What adds a peculiar dynamic to this anti-gay juggernaut is the continued emergence of gay people within its ranks. Allen Drury would have been incredulous if gay-baiters hounding his Utah senator [in his novel Advice and Consent] had turned out to be gay themselves, but this has been a consistent pattern throughout the 30-year war. Terry Dolan, a closeted gay man, ran the National Conservative Political Action Committee, which as far back as 1980 was putting out fund-raising letters that said, "Our nation's moral fiber is being weakened by the growing homosexual movement and the fanatical E.R.A. pushers (many of whom publicly brag they are lesbians)." (Dolan recanted and endorsed gay rights before he died of AIDS in 1986.) The latest boldface name to marry his same-sex partner in Massachusetts is Arthur Finkelstein, the political operative behind the electoral success of Jesse Helms, a senator so homophobic he voted in the minority of the 97-to-3 reauthorization of the Ryan White act for AIDS funding and treatment in 1995.

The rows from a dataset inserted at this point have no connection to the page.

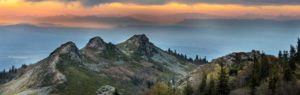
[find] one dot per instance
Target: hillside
(131, 67)
(246, 73)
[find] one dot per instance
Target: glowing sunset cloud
(109, 14)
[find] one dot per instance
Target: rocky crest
(138, 44)
(96, 43)
(68, 49)
(70, 70)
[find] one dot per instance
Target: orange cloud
(19, 11)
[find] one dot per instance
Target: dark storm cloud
(243, 2)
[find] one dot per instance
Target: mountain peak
(96, 43)
(66, 48)
(140, 39)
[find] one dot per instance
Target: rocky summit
(130, 67)
(138, 67)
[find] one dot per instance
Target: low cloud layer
(155, 2)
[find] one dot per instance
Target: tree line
(197, 60)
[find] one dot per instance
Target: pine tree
(298, 51)
(202, 86)
(254, 76)
(223, 87)
(211, 88)
(188, 90)
(273, 84)
(264, 66)
(287, 73)
(292, 61)
(197, 58)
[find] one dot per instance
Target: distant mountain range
(138, 67)
(130, 66)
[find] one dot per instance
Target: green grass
(81, 81)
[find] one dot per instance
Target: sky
(31, 29)
(103, 14)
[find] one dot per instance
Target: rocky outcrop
(107, 90)
(99, 62)
(138, 45)
(96, 43)
(43, 74)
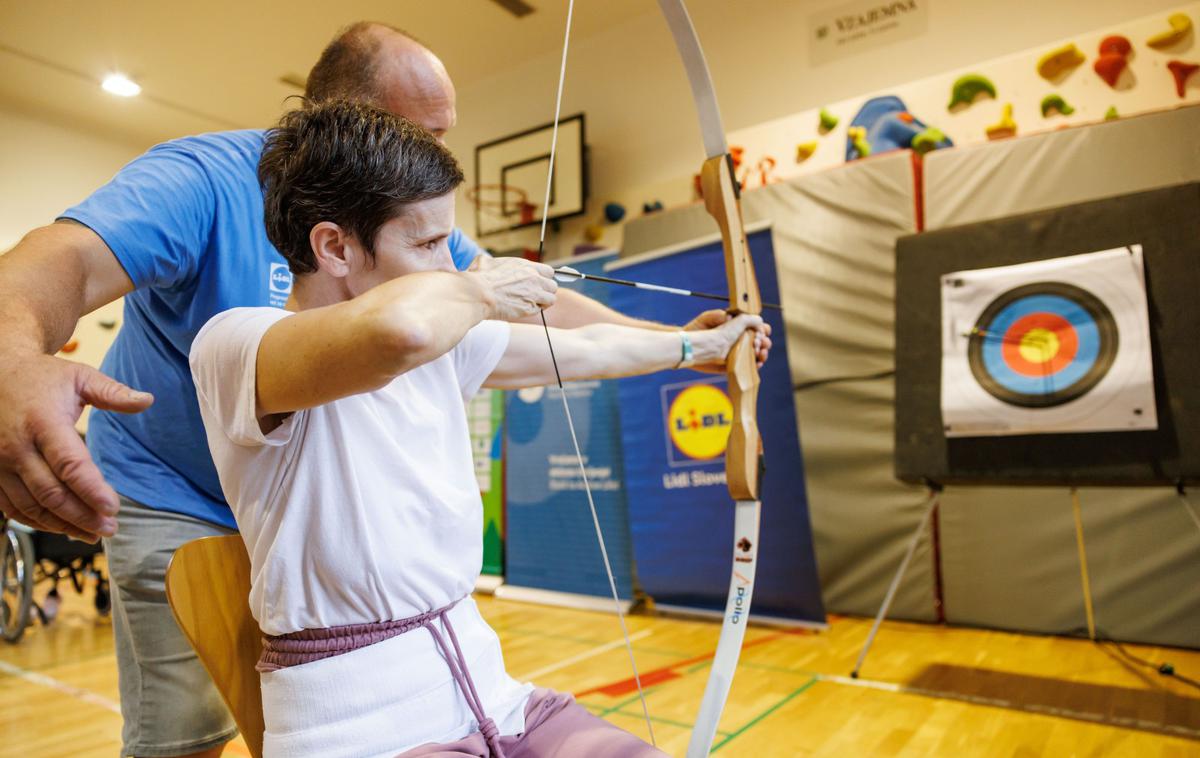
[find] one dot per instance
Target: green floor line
(778, 669)
(585, 641)
(763, 715)
(666, 721)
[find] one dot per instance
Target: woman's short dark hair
(349, 163)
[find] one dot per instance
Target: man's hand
(516, 288)
(47, 479)
(712, 319)
(714, 344)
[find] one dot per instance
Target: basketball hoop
(503, 200)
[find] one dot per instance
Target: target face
(1043, 344)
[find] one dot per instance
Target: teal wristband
(687, 354)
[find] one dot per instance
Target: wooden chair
(208, 587)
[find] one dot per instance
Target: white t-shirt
(361, 510)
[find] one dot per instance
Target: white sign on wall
(856, 26)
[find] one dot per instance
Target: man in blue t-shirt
(179, 233)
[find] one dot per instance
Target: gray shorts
(168, 702)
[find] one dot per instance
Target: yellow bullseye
(1039, 346)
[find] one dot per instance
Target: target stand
(1045, 347)
(928, 521)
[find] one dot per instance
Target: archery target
(1054, 346)
(1043, 344)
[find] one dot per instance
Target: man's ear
(336, 250)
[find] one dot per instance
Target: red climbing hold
(1109, 67)
(1181, 71)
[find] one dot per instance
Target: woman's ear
(336, 250)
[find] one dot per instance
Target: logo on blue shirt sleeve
(280, 283)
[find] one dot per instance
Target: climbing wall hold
(857, 134)
(1115, 44)
(1180, 24)
(1051, 103)
(827, 121)
(967, 88)
(928, 140)
(1181, 71)
(1005, 127)
(1059, 61)
(1109, 67)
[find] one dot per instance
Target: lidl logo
(699, 421)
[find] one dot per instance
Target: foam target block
(1167, 223)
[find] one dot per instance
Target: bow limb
(743, 455)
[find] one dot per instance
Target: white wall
(45, 168)
(641, 120)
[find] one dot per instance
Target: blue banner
(675, 426)
(551, 540)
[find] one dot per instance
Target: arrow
(567, 274)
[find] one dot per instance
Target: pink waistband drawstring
(313, 644)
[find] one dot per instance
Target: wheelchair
(29, 558)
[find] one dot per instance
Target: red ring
(1068, 344)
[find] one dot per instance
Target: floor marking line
(87, 696)
(670, 668)
(1123, 722)
(616, 708)
(583, 656)
(666, 721)
(771, 710)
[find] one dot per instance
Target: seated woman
(340, 434)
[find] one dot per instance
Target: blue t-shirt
(185, 221)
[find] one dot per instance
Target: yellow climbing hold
(1005, 127)
(970, 86)
(1180, 24)
(1060, 60)
(857, 134)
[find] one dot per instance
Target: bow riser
(744, 449)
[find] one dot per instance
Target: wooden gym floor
(925, 690)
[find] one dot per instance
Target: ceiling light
(120, 84)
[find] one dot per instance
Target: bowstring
(562, 390)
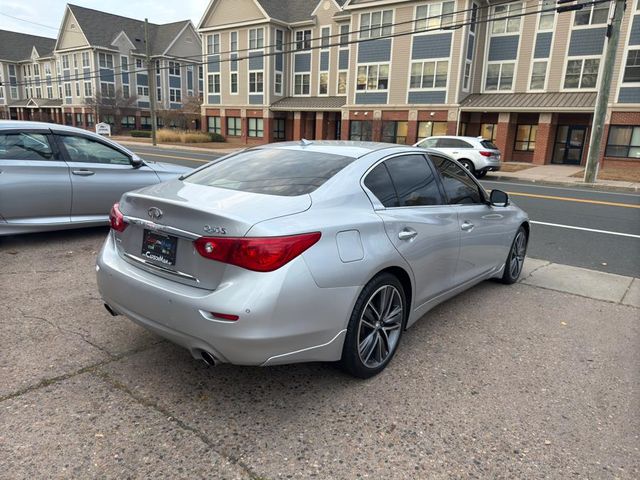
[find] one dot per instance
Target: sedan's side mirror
(498, 198)
(136, 161)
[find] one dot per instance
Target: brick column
(544, 140)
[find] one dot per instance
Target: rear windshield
(272, 171)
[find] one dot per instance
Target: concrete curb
(604, 187)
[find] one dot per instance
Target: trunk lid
(176, 213)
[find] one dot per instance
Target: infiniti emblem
(154, 213)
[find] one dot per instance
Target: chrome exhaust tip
(208, 358)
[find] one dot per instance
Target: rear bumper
(284, 316)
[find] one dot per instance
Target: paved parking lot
(501, 382)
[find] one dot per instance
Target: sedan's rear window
(488, 144)
(272, 171)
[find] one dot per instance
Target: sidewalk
(559, 175)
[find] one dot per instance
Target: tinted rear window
(272, 171)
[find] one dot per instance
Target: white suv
(476, 154)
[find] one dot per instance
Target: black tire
(468, 164)
(383, 339)
(517, 254)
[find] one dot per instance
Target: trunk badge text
(155, 213)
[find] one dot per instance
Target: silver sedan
(311, 251)
(54, 177)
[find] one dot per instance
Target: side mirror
(136, 161)
(498, 198)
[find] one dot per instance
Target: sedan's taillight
(116, 219)
(260, 254)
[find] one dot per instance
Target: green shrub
(141, 133)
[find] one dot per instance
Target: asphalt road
(573, 212)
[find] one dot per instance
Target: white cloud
(48, 13)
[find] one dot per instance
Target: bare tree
(116, 105)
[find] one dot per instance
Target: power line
(318, 47)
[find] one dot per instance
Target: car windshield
(272, 171)
(488, 144)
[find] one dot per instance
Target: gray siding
(375, 51)
(589, 41)
(428, 97)
(371, 98)
(302, 62)
(504, 47)
(543, 45)
(629, 95)
(431, 46)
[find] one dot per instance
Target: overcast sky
(50, 12)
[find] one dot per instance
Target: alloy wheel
(380, 326)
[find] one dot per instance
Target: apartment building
(400, 70)
(96, 71)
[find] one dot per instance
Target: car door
(420, 225)
(100, 174)
(483, 228)
(35, 187)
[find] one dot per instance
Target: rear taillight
(116, 219)
(260, 254)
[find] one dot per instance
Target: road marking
(571, 227)
(570, 199)
(177, 158)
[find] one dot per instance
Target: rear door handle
(83, 173)
(407, 234)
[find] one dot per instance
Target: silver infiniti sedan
(54, 177)
(311, 251)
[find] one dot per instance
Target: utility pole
(151, 75)
(602, 100)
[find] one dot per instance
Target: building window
(488, 131)
(592, 15)
(373, 77)
(429, 74)
(505, 22)
(213, 81)
(175, 95)
(499, 76)
(344, 35)
(279, 132)
(430, 129)
(234, 126)
(256, 38)
(376, 24)
(342, 82)
(256, 127)
(433, 16)
(233, 84)
(214, 124)
(526, 138)
(105, 60)
(394, 132)
(303, 39)
(623, 142)
(538, 75)
(361, 130)
(256, 82)
(582, 73)
(213, 44)
(323, 87)
(277, 84)
(301, 84)
(233, 41)
(632, 67)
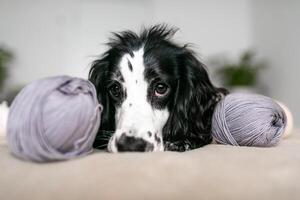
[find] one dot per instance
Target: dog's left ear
(189, 124)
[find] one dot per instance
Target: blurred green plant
(5, 57)
(243, 73)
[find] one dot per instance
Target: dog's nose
(129, 143)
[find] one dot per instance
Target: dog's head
(152, 91)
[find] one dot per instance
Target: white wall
(63, 37)
(276, 36)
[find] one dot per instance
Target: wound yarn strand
(248, 120)
(55, 118)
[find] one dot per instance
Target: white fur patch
(136, 117)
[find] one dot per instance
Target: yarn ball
(248, 120)
(289, 120)
(55, 118)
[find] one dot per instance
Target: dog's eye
(161, 89)
(115, 90)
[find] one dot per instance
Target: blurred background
(247, 45)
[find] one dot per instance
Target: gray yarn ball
(248, 120)
(55, 118)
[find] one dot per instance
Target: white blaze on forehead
(134, 80)
(136, 116)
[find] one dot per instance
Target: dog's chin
(111, 147)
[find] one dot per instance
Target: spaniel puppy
(156, 95)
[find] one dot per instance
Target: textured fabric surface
(211, 172)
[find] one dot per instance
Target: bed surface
(212, 172)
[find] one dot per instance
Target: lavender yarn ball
(55, 118)
(248, 120)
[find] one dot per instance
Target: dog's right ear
(98, 75)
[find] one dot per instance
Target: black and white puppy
(156, 95)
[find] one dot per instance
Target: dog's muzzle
(130, 143)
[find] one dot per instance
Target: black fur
(193, 97)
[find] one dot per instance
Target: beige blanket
(211, 172)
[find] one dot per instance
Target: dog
(156, 94)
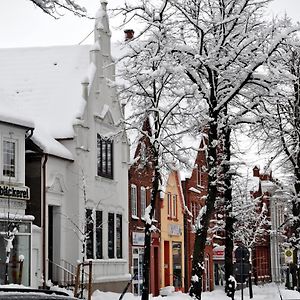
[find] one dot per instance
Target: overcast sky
(24, 25)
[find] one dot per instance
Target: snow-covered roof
(41, 88)
(10, 117)
(44, 85)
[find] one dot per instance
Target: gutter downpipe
(44, 221)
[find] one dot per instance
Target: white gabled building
(77, 158)
(15, 225)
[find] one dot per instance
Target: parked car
(32, 294)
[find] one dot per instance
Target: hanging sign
(14, 192)
(288, 256)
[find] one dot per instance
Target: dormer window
(104, 157)
(9, 158)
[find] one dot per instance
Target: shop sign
(14, 192)
(219, 253)
(288, 256)
(175, 229)
(138, 238)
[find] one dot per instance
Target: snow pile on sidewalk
(263, 292)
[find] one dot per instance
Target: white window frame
(133, 199)
(94, 234)
(169, 198)
(143, 201)
(9, 178)
(199, 175)
(174, 206)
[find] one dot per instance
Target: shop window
(9, 158)
(104, 157)
(133, 198)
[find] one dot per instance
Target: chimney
(129, 34)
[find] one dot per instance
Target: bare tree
(220, 49)
(55, 8)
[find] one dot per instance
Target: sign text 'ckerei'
(14, 192)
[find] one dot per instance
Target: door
(177, 265)
(156, 272)
(167, 262)
(137, 266)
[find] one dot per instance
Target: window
(194, 210)
(111, 235)
(199, 175)
(9, 158)
(104, 157)
(94, 235)
(89, 233)
(143, 201)
(99, 236)
(119, 235)
(169, 205)
(174, 206)
(133, 197)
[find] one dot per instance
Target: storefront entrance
(177, 265)
(20, 256)
(137, 270)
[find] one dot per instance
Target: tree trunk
(229, 220)
(147, 247)
(201, 231)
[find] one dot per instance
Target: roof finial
(103, 4)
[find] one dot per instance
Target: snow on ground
(263, 292)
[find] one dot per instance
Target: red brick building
(140, 184)
(261, 257)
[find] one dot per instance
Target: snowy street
(263, 292)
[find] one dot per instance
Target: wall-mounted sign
(14, 192)
(219, 253)
(288, 256)
(138, 238)
(175, 229)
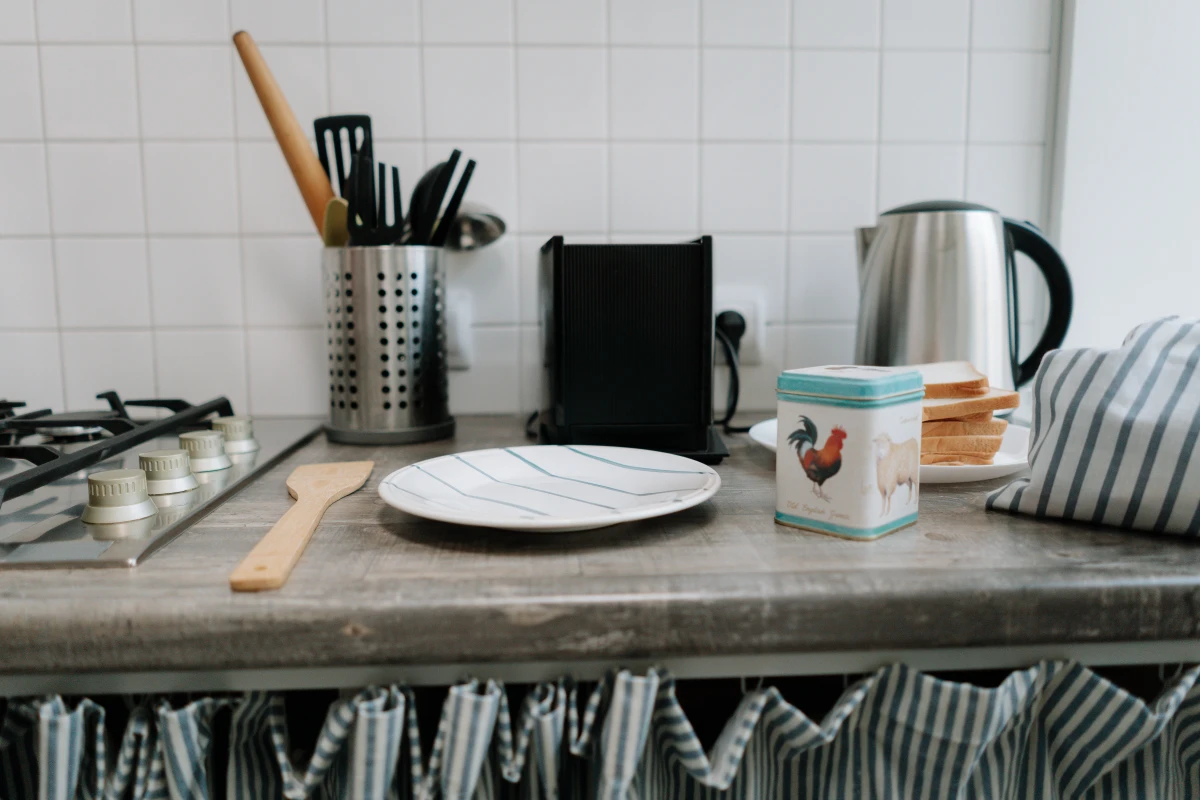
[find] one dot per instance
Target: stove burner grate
(51, 464)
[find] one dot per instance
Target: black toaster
(627, 342)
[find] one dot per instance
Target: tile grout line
(235, 62)
(49, 218)
(516, 166)
(790, 86)
(550, 44)
(700, 118)
(690, 139)
(607, 121)
(879, 108)
(145, 209)
(966, 127)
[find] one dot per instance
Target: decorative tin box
(847, 459)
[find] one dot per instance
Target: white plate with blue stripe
(550, 488)
(1013, 457)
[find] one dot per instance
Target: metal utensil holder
(387, 344)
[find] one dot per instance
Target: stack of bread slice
(957, 415)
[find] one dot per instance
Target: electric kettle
(939, 283)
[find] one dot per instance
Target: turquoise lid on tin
(851, 383)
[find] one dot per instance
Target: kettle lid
(937, 205)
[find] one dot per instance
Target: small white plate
(550, 488)
(1013, 457)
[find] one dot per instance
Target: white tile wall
(151, 238)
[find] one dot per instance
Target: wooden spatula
(316, 487)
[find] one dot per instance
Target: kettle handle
(1029, 240)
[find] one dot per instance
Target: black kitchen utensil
(451, 214)
(429, 214)
(329, 131)
(376, 232)
(420, 197)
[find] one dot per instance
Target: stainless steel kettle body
(939, 283)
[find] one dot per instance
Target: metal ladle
(477, 226)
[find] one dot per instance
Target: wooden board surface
(378, 587)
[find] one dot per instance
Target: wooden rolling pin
(306, 169)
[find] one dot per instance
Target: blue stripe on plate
(640, 469)
(611, 488)
(423, 498)
(532, 488)
(475, 497)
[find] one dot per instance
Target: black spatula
(369, 226)
(330, 130)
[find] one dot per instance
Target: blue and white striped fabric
(1053, 731)
(1115, 433)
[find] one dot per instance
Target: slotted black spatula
(329, 130)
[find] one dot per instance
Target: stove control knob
(167, 471)
(239, 433)
(118, 495)
(205, 450)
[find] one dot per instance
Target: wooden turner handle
(305, 167)
(270, 563)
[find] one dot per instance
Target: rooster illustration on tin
(817, 464)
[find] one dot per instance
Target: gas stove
(111, 486)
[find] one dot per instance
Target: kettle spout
(863, 239)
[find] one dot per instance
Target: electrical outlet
(751, 304)
(457, 316)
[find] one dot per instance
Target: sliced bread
(972, 445)
(957, 428)
(952, 379)
(949, 408)
(954, 459)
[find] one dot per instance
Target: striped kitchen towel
(1115, 433)
(1055, 731)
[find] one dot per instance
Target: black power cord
(731, 326)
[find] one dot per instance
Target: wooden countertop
(377, 587)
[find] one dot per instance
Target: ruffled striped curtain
(1054, 731)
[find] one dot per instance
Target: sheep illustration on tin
(895, 464)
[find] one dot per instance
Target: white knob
(118, 495)
(239, 433)
(167, 470)
(205, 449)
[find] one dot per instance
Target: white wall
(1131, 174)
(151, 239)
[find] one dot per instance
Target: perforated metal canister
(385, 332)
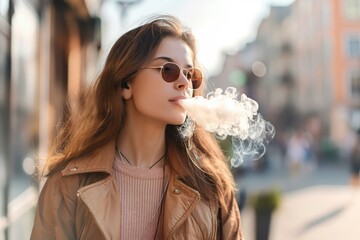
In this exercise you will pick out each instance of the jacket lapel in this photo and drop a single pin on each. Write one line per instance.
(102, 199)
(179, 203)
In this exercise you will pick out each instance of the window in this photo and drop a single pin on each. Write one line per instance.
(354, 85)
(353, 46)
(352, 9)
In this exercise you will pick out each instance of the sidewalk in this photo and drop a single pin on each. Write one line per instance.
(313, 213)
(316, 205)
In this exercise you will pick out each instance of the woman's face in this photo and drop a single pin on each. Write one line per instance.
(153, 99)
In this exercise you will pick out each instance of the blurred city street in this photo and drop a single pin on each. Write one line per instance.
(299, 60)
(318, 204)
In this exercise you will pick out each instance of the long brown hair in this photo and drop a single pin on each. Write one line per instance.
(98, 117)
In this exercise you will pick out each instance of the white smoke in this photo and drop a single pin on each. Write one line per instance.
(222, 113)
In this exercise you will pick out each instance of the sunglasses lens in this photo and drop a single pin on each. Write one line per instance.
(195, 76)
(170, 72)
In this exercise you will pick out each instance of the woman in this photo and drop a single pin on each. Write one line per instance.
(120, 169)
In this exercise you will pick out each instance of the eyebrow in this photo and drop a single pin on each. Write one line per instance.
(168, 59)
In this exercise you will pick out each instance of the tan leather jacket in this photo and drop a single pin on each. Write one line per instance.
(82, 202)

But surely the most arresting recent case is James E. West, the powerful Republican mayor of Spokane, Wash., whose double life has just been exposed by the local paper, The Spokesman-Review. Mr. West's long, successful political career has been distinguished by his attempts to ban gay men and lesbians from schools and day care centers, to fire gay state employees, to deny City Hall benefits to domestic partners and to stifle AIDS-prevention education. The Spokesman-Review caught him trolling gay Web sites for young men and trying to lure them with gifts and favors. (He has denied accusations of abusing boys when he was a Boy Scout leader some 25 years ago.) Not unlike the Roy Cohn of "Angels in America" – who describes himself as "a heterosexual man" who has sex "with guys" – Mr. West has said he had "relations with adult men" but doesn't "characterize" himself as gay. This is more than hypocrisy – it's pathology.

ALLEN Drury might not have known what to make of Mr. West or of another odd tic in the 30-year war, the recurrent emergence of gay-baiting ideologues with openly gay children (Phyllis Schlafly, Randall Terry, Alan Keyes). According to Mr. Johnson's fresh scholarship in "The Lavender Scare," a likely inspiration for the gay plot line in Drury's "Advise and Consent" was the real-life story of a Wyoming Democrat, Lester Hunt, who shot himself in his Senate office in 1954 after the Republican Campaign Committee threatened to make an issue of his gay son's arrest in Lafayette Park on "morals charges." Those were the dark ages, but it isn't entirely progress that we now have a wider war on gay people, thinly disguised as a debate over the filibuster, cloaked in religion, and counting among its shock troops politicians as utterly bereft of moral bearings as James West. Check out the good old days in "Advise and Consent," not to mention Charles Laughton's valedictory performance as a Bible Belt senator who ultimately puts patriotism over partisanship, and weep.

[Frank Rich, "Just How Gay Is The Right?", New York Times, 15 May 2005.]